Pheromones found in a mother's milk may be critical to helping her newborn adjust to its environment. A new study of rabbits shows that pups learn to recognize novel odors only when these odors are associated with a chemical cue that typically signals food and warmth.
Learning about the world by sense of smell is common among infants of many mammalian species. Human babies, for example, show interest in whatever foods their mothers eat when nursing because the foods' aromas are passed on through breast milk. Scientists don't understand, however, just how newborn infants learn to identify these additional smells.
Neuroethologist Gerard Coureaud of Centre National de la Recherche Scientifique, in Dijon, France, and his colleagues wondered if rabbit pups expand their horizons via the mammary pheromone, a pheromone in rabbit milk known to attract the blind tots to their mums. When the researchers exposed 2-day-old rabbit pups to two new odorants, the pups didn't react to either. But when the team repeated the experiment--this time after first introducing the same two chemicals with the mammary pheromone--the pups immediately started moving towards the source of the smells. Their behavior was identical to the way they search for their mother's nipples, the team reports online 10 October in Current Biology.

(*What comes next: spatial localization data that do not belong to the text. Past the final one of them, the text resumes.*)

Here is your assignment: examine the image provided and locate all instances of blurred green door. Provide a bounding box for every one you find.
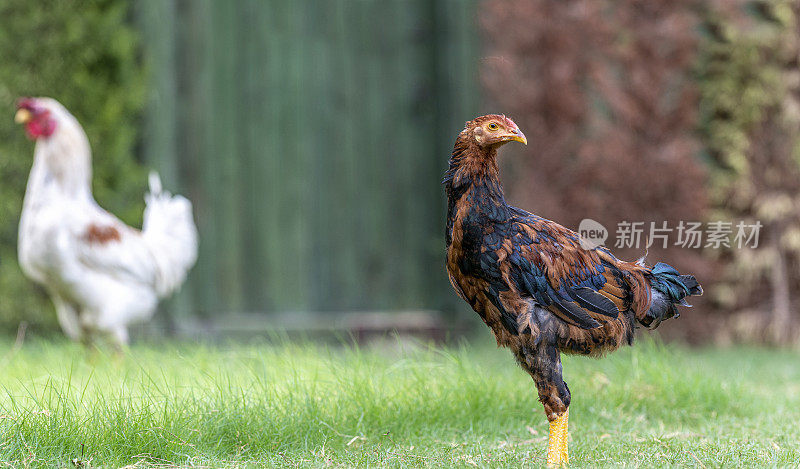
[136,0,479,318]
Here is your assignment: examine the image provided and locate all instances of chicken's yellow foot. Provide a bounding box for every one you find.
[546,408,569,467]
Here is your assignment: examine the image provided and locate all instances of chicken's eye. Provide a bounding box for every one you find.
[487,122,499,131]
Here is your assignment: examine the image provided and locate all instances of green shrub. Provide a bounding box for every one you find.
[0,0,146,332]
[698,1,800,343]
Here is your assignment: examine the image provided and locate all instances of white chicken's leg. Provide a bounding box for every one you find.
[110,327,129,348]
[50,293,83,341]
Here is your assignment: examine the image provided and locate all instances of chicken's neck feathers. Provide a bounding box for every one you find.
[444,136,509,215]
[444,137,512,250]
[27,120,94,204]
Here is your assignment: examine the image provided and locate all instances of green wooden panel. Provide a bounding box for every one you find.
[134,0,189,325]
[137,0,480,317]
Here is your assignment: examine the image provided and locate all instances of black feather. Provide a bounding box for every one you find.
[568,286,620,318]
[679,274,703,295]
[553,300,602,329]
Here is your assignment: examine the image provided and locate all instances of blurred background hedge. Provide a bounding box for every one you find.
[698,0,800,344]
[0,0,145,331]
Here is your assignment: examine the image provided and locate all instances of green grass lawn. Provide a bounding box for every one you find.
[0,335,797,468]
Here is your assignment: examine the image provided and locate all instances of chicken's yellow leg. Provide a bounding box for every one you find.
[546,408,569,467]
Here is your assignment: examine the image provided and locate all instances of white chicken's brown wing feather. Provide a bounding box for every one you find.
[73,216,159,287]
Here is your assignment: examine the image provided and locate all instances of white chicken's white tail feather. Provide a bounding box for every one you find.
[148,170,162,195]
[142,172,198,297]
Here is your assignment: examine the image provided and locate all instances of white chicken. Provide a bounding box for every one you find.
[15,97,198,346]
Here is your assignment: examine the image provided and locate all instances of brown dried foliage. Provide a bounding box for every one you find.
[480,0,715,341]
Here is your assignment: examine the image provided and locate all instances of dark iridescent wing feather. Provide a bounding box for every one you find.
[503,207,632,329]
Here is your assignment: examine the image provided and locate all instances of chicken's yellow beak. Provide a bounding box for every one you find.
[507,129,527,145]
[15,108,32,124]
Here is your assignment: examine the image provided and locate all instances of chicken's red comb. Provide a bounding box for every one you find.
[16,97,36,111]
[501,115,520,130]
[471,114,519,126]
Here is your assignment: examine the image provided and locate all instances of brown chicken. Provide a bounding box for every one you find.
[444,115,702,466]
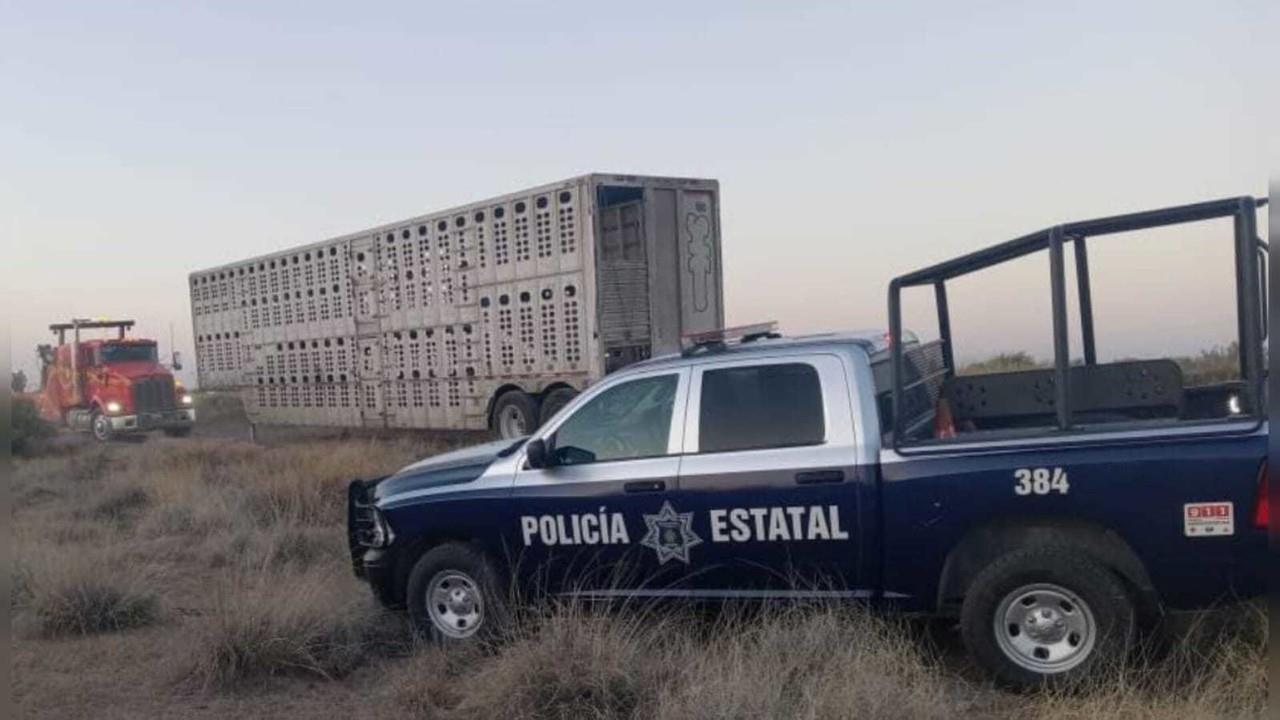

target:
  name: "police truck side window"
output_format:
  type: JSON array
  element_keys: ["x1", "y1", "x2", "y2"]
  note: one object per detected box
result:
[
  {"x1": 552, "y1": 375, "x2": 678, "y2": 464},
  {"x1": 699, "y1": 363, "x2": 824, "y2": 453}
]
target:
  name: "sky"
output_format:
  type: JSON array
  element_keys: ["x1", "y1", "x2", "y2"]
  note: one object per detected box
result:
[{"x1": 3, "y1": 1, "x2": 1274, "y2": 386}]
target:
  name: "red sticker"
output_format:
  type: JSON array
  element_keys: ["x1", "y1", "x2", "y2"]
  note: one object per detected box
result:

This study demonstrates, for the first time, that the mammary pheromone helps pups learn other odorants, says neuropsychologist Peter Brunjes of University of Virginia in Charlottesville. "From an evolutionary point of view, this [kind of learning] is a really cool thing," he says. That's because by the time the young rabbits venture out of their nests on their own, they must use the smells they learned from their mother to find food and shelter. Coureaud says that future work is needed to address whether this phenomenon occurs in other mammals.